John Stezaker

At the Edge of Pictures

John Stezaker (b.1949. Worcester, England) is one of the most distinguished voices in the history of image-based collage.

Since the 1970s his work has occupied a unique position in the face of radical changes in the economy of popular visual culture and its implications on the value of ‘found’ imagery in art.

Faced with the post-conceptual crisis of the mid-1970s, Stezaker came to reject the prevailing tendency among his British contemporaries towards agitprop photomontage, promoted in the name of punk, anarchism and second-wave feminism.

He also positioned himself at a distance from the North American Pictures Generation artists with whom he had a meaningful exchange during this period, and in whose narrative he remains something of a missing link to this day.

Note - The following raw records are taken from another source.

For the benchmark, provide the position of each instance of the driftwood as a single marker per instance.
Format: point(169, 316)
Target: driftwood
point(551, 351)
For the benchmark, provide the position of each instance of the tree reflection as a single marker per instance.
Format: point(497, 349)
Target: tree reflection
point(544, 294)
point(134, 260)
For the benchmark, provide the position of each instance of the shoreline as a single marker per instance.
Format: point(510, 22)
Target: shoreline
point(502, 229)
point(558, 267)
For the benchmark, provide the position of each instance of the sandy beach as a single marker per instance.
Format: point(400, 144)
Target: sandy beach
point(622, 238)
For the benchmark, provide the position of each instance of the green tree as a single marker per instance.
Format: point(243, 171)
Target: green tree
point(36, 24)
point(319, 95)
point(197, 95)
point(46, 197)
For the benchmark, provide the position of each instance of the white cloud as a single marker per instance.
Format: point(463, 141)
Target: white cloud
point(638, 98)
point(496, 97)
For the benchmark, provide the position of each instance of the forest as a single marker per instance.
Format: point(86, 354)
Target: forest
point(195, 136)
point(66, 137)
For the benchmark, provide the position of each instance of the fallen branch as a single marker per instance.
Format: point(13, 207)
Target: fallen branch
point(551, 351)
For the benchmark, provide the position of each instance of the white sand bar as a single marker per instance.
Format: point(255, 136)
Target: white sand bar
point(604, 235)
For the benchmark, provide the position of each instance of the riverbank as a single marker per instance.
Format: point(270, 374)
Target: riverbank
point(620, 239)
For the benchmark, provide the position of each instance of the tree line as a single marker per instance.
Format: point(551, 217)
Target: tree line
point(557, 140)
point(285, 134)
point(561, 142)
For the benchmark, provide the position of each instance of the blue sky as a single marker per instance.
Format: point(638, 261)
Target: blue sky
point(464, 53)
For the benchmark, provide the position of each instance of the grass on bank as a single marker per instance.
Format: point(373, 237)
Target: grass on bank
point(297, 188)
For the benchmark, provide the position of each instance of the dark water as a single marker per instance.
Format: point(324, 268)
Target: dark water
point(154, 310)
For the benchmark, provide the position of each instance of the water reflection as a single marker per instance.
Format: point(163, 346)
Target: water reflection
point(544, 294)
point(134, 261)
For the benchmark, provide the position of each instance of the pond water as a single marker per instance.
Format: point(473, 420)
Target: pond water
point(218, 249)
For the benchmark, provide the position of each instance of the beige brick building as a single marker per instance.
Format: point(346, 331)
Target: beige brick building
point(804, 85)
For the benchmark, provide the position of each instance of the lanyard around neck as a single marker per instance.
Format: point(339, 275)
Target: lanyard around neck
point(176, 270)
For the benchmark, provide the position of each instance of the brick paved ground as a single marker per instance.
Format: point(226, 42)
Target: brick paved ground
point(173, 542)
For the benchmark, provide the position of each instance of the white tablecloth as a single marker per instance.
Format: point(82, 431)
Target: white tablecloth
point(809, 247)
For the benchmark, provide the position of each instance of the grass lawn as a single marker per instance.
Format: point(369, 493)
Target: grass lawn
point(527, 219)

Stezaker was gradually to become consumed by a different enquiry altogether – one that was, and remains, invested in the possibility of reviving the mechanically reproduced image and exploring its potentials as an outmoded visual currency that is shifting out of circulation in favour of new technologies and alternative modes of image distribution.

Featuring loans from various public and private collections including the Tate collection (London), and the Rubell Museum collection (Florida), At the Edge of Pictures offers visitors a rare opportunity to explore the artist’s pivotal role in the history of collage and image appropriation from the 1970s to the present day.

Published alongside the exhibition ‘At the Edge of Pictures: John Stezaker, Works from 1975-1990′ at Luxembourg + Co., London (1 October – 5 December 2020).